Liseye ve üniversiteye geçiş sınavlarındaki sistemi değerlendiren Yiğit, “Bir eğitimci gözüyle şunu söyleyebilirim ki YKS olsun LGS olsun, bu sınavlar çoktan seçmeli olsa da aslında bilgiyi doğrudan sormayan, bilginin yorumlanarak kullanılmasını isteyen, proje bazlı eğitim temel alınarak hazırlanmış sınavlar. Ancak öğrencilerin ne yazık ki çoğu ezbere dayalı, sorgulamayan, bilgiyi doğrudan alan ama işleyemeyen bir eğitim sistemiyle yetiştiriliyor. Bu da var olan sınav sistemi ile örtüşmüyor. Hatta resmi sitelerde yayınlanan soru kaynakları ile sınavda gelen soruların birbiriyle hiç benzerlik göstermediğine de şahit oluyoruz. Sınavlar yeni nesil sorulardan oluşmasına rağmen eğitim bu düzeye yetişemiyor. Böylelikle her geçen gün başarımız düşüyor” şeklinde konuştu.

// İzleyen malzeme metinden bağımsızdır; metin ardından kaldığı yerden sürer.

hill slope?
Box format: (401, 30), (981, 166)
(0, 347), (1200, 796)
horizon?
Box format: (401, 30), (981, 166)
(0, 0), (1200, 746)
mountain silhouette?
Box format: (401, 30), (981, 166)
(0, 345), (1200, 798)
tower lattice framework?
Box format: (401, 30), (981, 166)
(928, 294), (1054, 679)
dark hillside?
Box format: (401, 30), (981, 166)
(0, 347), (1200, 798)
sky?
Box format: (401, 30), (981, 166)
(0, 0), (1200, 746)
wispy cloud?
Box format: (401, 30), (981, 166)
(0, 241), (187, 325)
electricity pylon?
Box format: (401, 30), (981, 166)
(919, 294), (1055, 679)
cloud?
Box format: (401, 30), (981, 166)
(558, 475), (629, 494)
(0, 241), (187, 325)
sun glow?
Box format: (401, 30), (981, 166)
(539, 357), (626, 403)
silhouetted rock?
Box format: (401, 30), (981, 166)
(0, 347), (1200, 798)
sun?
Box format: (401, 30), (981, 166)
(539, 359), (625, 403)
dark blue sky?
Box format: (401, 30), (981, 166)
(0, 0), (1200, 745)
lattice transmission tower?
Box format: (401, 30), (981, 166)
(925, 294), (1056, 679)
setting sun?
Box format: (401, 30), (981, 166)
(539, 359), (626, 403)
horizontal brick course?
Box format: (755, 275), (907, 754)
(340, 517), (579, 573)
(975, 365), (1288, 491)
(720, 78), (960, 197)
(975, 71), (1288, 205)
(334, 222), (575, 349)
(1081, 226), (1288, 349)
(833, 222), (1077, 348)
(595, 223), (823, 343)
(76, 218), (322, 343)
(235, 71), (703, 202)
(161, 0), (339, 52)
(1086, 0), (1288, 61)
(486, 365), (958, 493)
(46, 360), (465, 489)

Eğitimde tüm öğrencilere fırsat eşitliği sağlanması ve eğitimin niteliğinin artırılması gerektiğini dile getiren Yiğit, “Sınav sistemi konusunda daha istikrarlı davranılması gerekiyor. Bu da eğitimin siyaset üstü, bağımsız bir kurum gözüyle görülmesinden geçiyor. Bilişim çağında yaşarken bilgiden ancak bu kadar uzak olunabilirdi. Kullanılmayan bilgi sadece yüktür. Bilginin ve eğitimin temel amacı öğrenciyi hayata hazırlamak olmalıdır. Bu bakış açısıyla kendimizi geliştirebiliriz. Bilinçli veli, sorgulayan öğrenci, kendini geliştiren öğretmenler ve eğitimi temel alan bir yönetim anlayışıyla bu sorunların üstesinden gelebileceğimizi düşünüyorum.” dedi.